Felipe y yo coincidimos trabajando en la sucursal española de una distribuidora británica de material fotográfico, allá por el Pleistoceno. En teoría, yo era el jefe (aunque no tenía un título específico—lo cual suponía un problema—), pero Felipe me daba sopas con ondas en ventas y eso que éramos muy jóvenes. Aquello marcó el principio de una amistad que ya dura más de treinta años.
Felipe tuvo la astucia de saltar a la telefonía móvil justo cuando nació: “Hola, soy Edu. Feliz Navidad”. Yo dejé el mundo empresarial hace muchos años y me fui a la academia, a la docencia. Pero la amistad sigue ahí.
Hay cientos, si no miles, de libros sobre dirección de ventas: académicos, científicos, motivacionales, etc. El de Felipe es más bien un manual de campo, un checklist, una lista de control, algo que puedes usar como referencia para contrastar con tu evolución como director de ventas. Los capítulos están perfectamente pensados y desarrollados; el texto es ameno, fácil de leer y está lleno de anécdotas personales que aportan textura y realidad a la teoría. Felipe comparte sus años de experiencia para facilitar nuestro trabajo y permitirnos comprobar que nuestra hoja de ruta es correcta y que estamos en el buen camino.

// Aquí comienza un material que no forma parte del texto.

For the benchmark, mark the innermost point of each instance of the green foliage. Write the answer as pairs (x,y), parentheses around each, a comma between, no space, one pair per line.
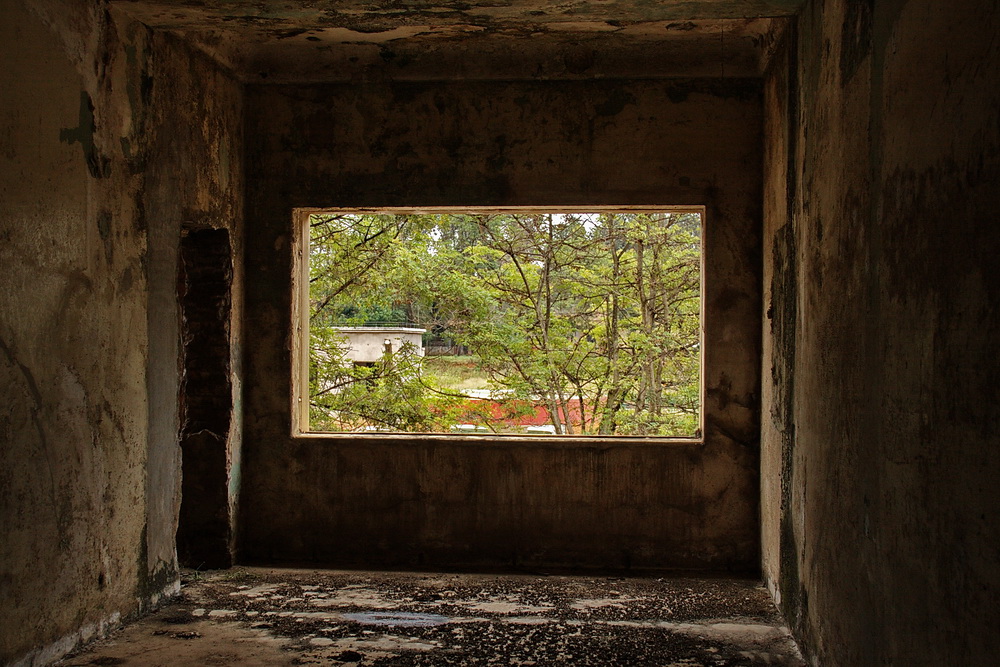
(592,313)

El texto está salpimentado de códigos QR que llevan al lector a videos de ventas, presentaciones de formación, etc.
Si yo siguiera en el mundo empresarial y de ventas, este libro viviría en mi escritorio y lo usaría como referencia día a día. Pocos libros pueden ocupar ese espacio, pero Felipe lo ha conseguido con su combinación especial de guía práctica, experiencia y sentido común. ¡Bravo!